A ciambra, de Jonas Carpignano

 

Cargaison de Roms

A ciambra, de Jonas CarpignanoUne Cannoise exaltée dit au réalisateur Jonas Carpignano, à l’issue de la projection de son film A ciambra à la Quinzaine des réalisateurs : « Merci, vous m’avez fait voyager ! » Et quel voyage en effet que celui des bidonvilles de Roms de Calabre, l’une des régions les plus pauvres d’Italie. On y suit le quotidien de la famille Amato, fait de petites combines et de menus larcins. On pirate l’électricité, on vole des voitures que l’on revend à leurs propriétaires, on dérobe du cuivre, on cambriole, bref, on tente de survivre en bénéficiant de la protection des terribles Gadjos dont on redoute qu’ils cessent de sourire. Et parmi cette famille qui rappelle, sans le vouloir ni le savoir, celle d’Affreux sales et méchants d’Ettore Scola, il y a le jeune Pio dont on va suivre la trajectoire.
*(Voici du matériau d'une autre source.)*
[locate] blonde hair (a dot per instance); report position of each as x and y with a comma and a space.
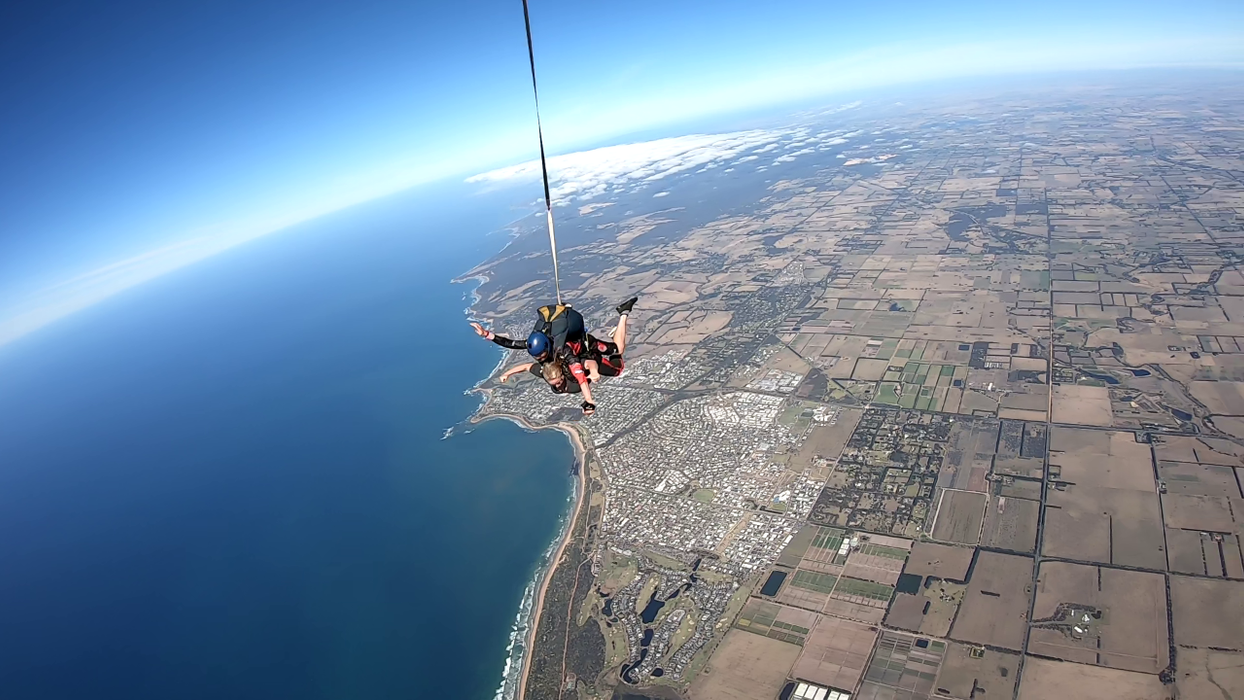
552, 372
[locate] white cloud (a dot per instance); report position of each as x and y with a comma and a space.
630, 167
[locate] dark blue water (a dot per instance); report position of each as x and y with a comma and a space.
230, 481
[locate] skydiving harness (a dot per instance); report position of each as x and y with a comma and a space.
544, 164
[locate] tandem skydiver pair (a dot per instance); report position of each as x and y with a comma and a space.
561, 345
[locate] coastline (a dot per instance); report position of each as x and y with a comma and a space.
580, 490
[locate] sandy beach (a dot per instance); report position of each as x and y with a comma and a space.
580, 490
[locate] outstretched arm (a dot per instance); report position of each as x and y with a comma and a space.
516, 369
585, 387
499, 340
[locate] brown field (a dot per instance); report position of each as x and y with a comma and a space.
856, 611
1109, 510
959, 516
1219, 397
1207, 673
943, 598
801, 597
1186, 552
1132, 633
745, 667
907, 612
826, 442
994, 674
1021, 489
798, 546
1204, 450
1062, 680
995, 606
1198, 512
836, 653
1183, 479
1082, 405
1099, 458
1010, 524
1105, 525
868, 369
943, 561
1207, 612
968, 455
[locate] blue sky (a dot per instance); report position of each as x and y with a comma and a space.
134, 128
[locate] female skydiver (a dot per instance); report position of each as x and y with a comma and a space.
571, 347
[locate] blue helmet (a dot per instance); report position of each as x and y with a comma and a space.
538, 343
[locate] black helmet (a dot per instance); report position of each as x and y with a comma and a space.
538, 345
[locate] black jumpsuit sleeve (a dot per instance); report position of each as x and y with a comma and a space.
509, 342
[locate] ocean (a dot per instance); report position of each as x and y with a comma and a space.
233, 481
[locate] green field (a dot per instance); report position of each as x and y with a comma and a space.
887, 393
827, 538
883, 551
814, 581
865, 588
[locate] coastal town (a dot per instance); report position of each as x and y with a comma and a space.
953, 412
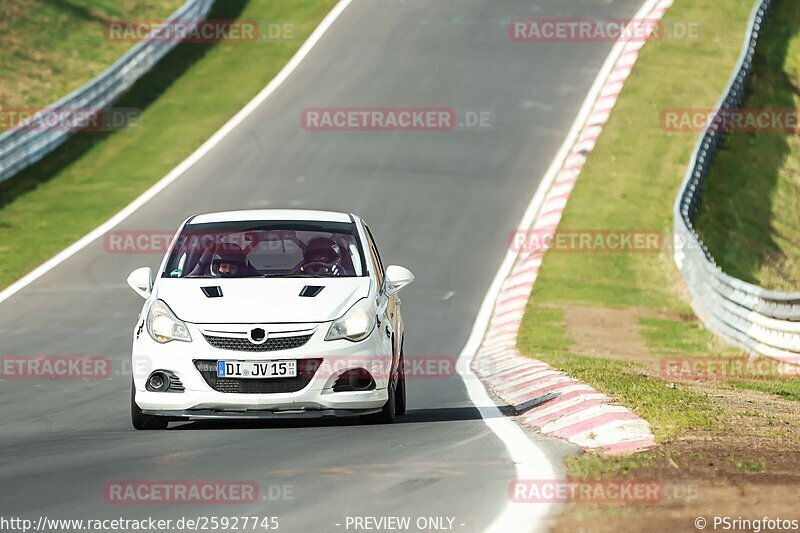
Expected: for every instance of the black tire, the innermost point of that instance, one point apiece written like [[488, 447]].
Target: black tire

Pio admire son frère aîné, serait prêt à tout pour participer à un bon coup en sa compagnie, quitte à le suivre en prison. Mais Pio est aussi tiraillé par son amitié pour un Africain (la lie de l’humanité selon les Gitans), réfugié politique du Burkina Faso qui lui témoigne une confiance sans borne, en partageant ses (més)aventures. Lorsque Pio se retrouve chef de famille – quand son père et son frère sont emmenés au poste de police -, il décide de veiller sur les siens et de trouver de l’argent, coûte que coûte.

Mais comment en sont-ils arrivés là, ces Amato ? Une question qui plane tout le long du film avec les incursions oniriques qui reviennent au temps où le grand-père, encore jeune, cherchait la bonne fortune avec son cheval. Le grand-père, quasiment mutique, a désormais un pied dans la tombe et assiste aux éclats de voix de sa famille et à ses élans parfois violents, mais toujours bordés d’amour. Sans le dire, on voit dans ses yeux presque éteints qu’il souhaiterait que Pio ne suive pas cette voie et s’engage dans une autre. L’adolescent en a pourtant l’occasion, à de multiples reprises, mais le naturel revient toujours au galop. Jonas Carpignano a-t-il pour autant réalisé un film sur la fatalité ? La destinée de Pio est-elle prédéterminée depuis sa naissance ? Loin s’en faut, car ce n’est pas la première fois qu’il met ces visages devant sa caméra. La fiction rejoint la réalité et inversement. Après le déracinement de son précédent long-métrage (Mediterranea sur les migrants africains qui arrivent en Italie), voici l’enracinement. Profond comme les fondations de ce bidonville d’où on se faufile, le long de ses entrailles, pour échapper à la police. Profond comme l’amour qui unit cette famille. A aucun moment, il ne se pose en juge. Plutôt comme un témoin attendri. Et il était émouvant de retrouver les Amato à Cannes en habits du dimanche pour se présenter aux yeux de leur tout premier public. Gageons que ce ne sera pas la dernière fois. Et vu la virtuosité de Jonas Carpignano, qui a amalgamé en lui cinémas européen et américain, il y a fort à parier qu’on retrouvera cette famille prochainement et qu’elle nous redonnera de ses nouvelles…

 
A ciambra de Jonas Carpignano, avec Pio Amato, Koudous Seihon, Damiano Amato, Iolanda Amato… Italie, 2017. Présenté à la Quinzaine des réalisateurs 2017.